We get a view of the surgeon's numbers, aggregated at army level, through the Medical and Surgical History of the War of the Rebellion, Appendix to Part I. What follows is from the 1875 edition, Second Issue.

J.J. Woodward, Assistant Surgeon, U.S. Army writes in the introduction, "This figure [the surgeons' strength figures] was invariably obtained by adding together the mean strengths given in the individual reports consolidated for the month." For those baffled by the difference between the Surgeon General's strength figures and the Adjutant General's muster rolls, he says: "... the returns of the Adjutant General represent the strengths on the day of their [submitted] date." That is, they represent a notional count for pay purposes of people assigned the unit on that one day (only) during the month. It's the paymaster's snapshot of one day.

Looking at this volume's Table VI for the Army of the Potomac, we revisit Livermore's well-thought-out battle tally for the Seven Days: McClellan fought outnumbered, 83,345 total engaged vs. Lee's 86,748, says Livermore.

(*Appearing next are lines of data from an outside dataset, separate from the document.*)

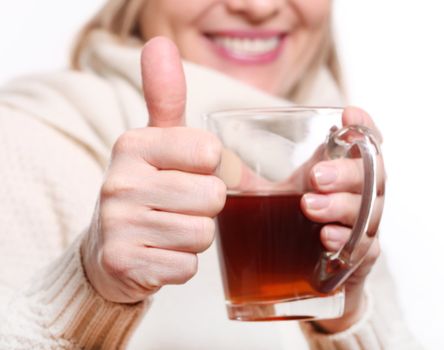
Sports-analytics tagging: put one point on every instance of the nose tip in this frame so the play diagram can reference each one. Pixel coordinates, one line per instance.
(255, 10)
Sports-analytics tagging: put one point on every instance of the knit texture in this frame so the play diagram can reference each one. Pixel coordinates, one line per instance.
(56, 135)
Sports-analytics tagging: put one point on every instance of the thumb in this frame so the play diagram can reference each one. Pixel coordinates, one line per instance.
(163, 83)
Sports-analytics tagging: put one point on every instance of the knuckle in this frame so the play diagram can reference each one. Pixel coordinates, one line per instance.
(189, 267)
(218, 191)
(204, 234)
(374, 252)
(114, 261)
(126, 143)
(115, 186)
(207, 151)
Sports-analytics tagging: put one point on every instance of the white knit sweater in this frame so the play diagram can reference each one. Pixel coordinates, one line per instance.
(56, 133)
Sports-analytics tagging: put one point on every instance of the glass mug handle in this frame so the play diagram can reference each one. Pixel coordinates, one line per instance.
(333, 268)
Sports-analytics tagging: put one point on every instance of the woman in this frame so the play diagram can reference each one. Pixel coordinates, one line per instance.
(111, 272)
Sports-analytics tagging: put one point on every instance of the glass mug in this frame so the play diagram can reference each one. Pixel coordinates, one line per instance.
(274, 266)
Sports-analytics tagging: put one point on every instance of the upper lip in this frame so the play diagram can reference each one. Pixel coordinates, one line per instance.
(247, 34)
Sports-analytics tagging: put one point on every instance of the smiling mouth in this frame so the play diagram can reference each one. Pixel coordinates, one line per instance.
(248, 47)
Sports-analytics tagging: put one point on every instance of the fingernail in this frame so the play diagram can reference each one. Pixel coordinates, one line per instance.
(333, 235)
(325, 175)
(316, 201)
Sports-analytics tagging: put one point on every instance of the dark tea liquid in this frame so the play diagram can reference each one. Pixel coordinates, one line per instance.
(268, 248)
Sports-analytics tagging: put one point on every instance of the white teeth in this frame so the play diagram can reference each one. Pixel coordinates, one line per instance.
(243, 46)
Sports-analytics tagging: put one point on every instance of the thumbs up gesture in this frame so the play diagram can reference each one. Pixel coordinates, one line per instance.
(159, 196)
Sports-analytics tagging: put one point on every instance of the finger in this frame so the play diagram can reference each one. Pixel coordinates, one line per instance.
(334, 237)
(163, 83)
(357, 116)
(153, 268)
(157, 229)
(186, 193)
(167, 190)
(343, 175)
(179, 148)
(339, 207)
(186, 233)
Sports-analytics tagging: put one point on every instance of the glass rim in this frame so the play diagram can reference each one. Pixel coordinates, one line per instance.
(282, 110)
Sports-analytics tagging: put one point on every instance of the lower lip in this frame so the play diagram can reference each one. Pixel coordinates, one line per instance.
(264, 58)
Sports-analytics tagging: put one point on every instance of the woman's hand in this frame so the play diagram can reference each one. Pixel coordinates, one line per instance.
(159, 196)
(338, 184)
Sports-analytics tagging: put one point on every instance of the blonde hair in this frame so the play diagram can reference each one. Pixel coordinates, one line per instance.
(121, 18)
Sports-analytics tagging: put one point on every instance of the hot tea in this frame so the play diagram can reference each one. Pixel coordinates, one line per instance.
(268, 248)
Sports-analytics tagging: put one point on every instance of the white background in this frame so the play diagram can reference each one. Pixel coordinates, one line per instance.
(393, 55)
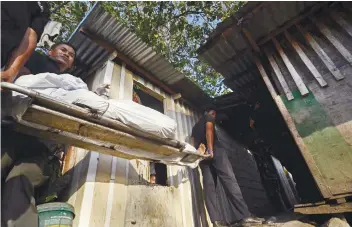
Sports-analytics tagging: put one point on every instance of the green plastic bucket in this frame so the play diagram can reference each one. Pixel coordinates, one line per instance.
(55, 215)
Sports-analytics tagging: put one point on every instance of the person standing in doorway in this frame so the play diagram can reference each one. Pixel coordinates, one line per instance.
(219, 166)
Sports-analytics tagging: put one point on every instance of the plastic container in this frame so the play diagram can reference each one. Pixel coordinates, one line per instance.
(55, 215)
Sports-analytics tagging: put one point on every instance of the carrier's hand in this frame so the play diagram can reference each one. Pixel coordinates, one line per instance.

But the surgeons tell us a different story. In the month of June, 1862, the mean effective strength of the AoP (pre-sickness, pre-death) was 78,733. McClellan cannot have had 83,345 men on the field. Furthermore, that 78,733 suffered 24,690 medical cases of treated illness during the month (this does not include combat wounds or deaths; it may include multiple illnesses in one person); additionally 705 non-combat deaths were suffered.

The difference between the surgeons' view of events and even the most careful reconstruction from pay records is striking. It is not clear how we might fairly deduct the numbered medical cases from McClellan's maximum number of boots on the ground (78,733), however if we do that, we are then ready to make further deductions, as Livermore did, for details, detachments, shirking, picket duty, the base at White House, etc.

In July, McClellan is reinforced, bringing the surgeons' mean to 106,069 men available for operations against Richmond. However, these men reported 42,811 cases of sickness, 371 of them dying.

Drew Wagenhoffer mentioned to me that AoP illness on the peninsula gets mere "lip service" from authors eager to move their stories forward. I agree. The root of that comment speaks to Civil War historians not wanting to do their research while still committing to numeric interpretations of virtue. The treatment of numbers and the dedication to story structure are the two most obvious indications we have that Civil War history as a field is broken.

For even the most casual ACW reader, neither the name Livermore nor The Medical and Surgical History of the War of the Rebellion should be a discovery on some fool's blog.